24 Januar 2017

24. Januar, 2017


von SEB DUMITRU @nbachefkoch

Dion Waiters posierte mit verschränkten Armen für die Kameras. Dion Waiters sah bossig aus. Als hätte Dion Waiters nicht im Alleingang hunderte von Partien hergeschenkt. Als wäre Dion Waiters nicht in vier Profijahren von Team zu Team geschoben worden. Als wäre Dion Waiters nicht der preisgekrönte Autor der internationalen Bestseller-Trilogie "Das Midrange-Bermuda-Dreieck", "In your Face - Was das für 1 Wurfauswahl?" sowie "Ein Backsteinhaus aus Stepbacks".

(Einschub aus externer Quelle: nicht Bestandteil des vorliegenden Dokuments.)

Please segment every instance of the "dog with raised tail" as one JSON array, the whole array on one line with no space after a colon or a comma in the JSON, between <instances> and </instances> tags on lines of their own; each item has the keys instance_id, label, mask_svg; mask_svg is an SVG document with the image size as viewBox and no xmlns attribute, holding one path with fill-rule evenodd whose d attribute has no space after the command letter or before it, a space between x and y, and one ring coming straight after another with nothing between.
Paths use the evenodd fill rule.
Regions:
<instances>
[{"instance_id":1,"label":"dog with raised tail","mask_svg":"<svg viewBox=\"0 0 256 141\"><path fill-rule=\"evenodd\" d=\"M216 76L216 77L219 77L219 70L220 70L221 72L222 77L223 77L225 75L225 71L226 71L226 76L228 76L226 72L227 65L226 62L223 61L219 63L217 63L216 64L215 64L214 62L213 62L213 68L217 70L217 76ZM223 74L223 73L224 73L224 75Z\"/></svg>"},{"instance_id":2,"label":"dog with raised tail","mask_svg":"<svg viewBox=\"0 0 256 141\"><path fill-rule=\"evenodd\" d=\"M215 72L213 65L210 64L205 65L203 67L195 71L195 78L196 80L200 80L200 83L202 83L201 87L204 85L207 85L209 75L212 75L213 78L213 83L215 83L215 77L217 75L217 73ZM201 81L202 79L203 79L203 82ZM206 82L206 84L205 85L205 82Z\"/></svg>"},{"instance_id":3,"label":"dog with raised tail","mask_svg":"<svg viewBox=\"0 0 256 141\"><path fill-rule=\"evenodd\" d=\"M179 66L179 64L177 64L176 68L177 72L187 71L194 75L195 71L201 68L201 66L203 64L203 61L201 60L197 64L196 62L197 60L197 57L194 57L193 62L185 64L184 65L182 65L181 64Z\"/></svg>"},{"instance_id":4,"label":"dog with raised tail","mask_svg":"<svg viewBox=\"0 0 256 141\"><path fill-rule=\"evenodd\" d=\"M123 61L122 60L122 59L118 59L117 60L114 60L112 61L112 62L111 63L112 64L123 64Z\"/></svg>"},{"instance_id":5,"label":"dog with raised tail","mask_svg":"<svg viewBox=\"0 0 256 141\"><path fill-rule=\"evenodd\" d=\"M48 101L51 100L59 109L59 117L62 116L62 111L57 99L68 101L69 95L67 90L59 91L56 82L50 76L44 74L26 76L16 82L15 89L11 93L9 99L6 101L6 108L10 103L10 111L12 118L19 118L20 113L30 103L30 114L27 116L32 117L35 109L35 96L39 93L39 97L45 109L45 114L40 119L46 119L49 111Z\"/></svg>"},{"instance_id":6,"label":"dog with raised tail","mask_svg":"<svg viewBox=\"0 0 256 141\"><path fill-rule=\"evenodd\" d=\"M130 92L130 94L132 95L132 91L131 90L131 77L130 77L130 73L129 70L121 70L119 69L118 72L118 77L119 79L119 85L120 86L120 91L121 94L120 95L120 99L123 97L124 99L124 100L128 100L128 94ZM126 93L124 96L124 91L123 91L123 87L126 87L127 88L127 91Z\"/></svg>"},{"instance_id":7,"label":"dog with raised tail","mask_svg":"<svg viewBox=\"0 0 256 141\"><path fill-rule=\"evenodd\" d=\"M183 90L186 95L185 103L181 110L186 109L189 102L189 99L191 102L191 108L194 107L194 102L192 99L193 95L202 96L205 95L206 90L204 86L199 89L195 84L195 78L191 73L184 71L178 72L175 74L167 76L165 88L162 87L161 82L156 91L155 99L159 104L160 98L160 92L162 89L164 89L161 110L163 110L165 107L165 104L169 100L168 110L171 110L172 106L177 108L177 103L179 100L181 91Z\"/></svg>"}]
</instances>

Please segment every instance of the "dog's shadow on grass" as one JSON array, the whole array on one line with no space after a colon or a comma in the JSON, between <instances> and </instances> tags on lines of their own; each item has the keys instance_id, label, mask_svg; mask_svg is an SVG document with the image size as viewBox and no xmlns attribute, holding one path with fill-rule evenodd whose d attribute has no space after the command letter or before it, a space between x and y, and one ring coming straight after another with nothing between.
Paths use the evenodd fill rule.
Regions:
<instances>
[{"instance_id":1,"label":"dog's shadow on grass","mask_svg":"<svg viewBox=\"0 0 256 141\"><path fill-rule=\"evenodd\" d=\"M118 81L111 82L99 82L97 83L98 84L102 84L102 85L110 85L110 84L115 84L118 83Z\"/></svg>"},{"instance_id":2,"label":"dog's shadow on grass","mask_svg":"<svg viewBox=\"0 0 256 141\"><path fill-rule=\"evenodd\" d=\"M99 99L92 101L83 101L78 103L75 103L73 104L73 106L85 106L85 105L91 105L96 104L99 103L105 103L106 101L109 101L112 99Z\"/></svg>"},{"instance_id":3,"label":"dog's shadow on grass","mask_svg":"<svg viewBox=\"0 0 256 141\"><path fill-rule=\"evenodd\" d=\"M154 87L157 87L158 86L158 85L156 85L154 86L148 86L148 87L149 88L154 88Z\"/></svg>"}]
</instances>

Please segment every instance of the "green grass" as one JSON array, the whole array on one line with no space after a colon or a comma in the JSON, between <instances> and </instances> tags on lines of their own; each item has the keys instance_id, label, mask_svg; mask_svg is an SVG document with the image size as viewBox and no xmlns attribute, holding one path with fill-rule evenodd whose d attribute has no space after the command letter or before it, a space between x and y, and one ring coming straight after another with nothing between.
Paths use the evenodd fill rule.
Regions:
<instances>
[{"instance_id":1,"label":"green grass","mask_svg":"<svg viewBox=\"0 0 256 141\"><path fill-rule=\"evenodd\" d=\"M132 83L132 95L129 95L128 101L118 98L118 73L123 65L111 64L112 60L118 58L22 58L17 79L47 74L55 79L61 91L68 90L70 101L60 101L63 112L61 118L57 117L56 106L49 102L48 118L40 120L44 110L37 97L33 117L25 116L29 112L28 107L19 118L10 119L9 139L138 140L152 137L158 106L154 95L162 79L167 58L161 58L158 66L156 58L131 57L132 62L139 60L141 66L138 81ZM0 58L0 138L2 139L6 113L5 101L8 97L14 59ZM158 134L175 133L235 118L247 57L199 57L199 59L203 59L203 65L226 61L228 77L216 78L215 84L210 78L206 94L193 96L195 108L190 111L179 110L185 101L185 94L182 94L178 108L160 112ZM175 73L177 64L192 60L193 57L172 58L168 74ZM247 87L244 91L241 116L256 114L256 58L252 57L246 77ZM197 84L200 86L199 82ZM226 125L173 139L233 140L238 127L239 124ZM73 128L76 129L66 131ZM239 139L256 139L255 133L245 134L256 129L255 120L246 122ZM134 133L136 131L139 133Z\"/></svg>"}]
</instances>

An all dem störte sich am Montag auf Waiters Island vor den Toren Miamis aber kein Mensch mehr. Waiters eingetanzter Gamewinner ins Gesicht von Klay Thompson zum 105-102 Endstand gegen das beste Team der NBA sorgte für kollektive Ekstase auf der fröhlichsten Insel der Welt, wo Bewohner heute feiernd gedeckte Midrange-Jumper nehmen und für die Kameras posieren.

Waiters erzielte 33 Punkte (16 von 20 aus dem Feld, sechs von acht Dreier) und egalisierte damit seine Karrierebestleistung, aufgestellt vor drei Tagen gegen die Milwaukee Bucks. Das zweite Spiel in Folge mit mindestens 30 Zählern war das erste eines Heat-Spielers seit Dwyane Wade vor knapp zwei Jahren.

Miami hat in einer Saison zum Vergessen seinen Groove gefunden und vier in Folge gewonnen. Seit Dion Waiters' Rückkehr in die Lineup am 4. Januar stehen die Heat bei 5-4. Einzig logische Erklärung: ‘Dion Waiters ist eben doch ein Franchise-Player’ (sagte niemand, jemals, ausser Dion Waiters).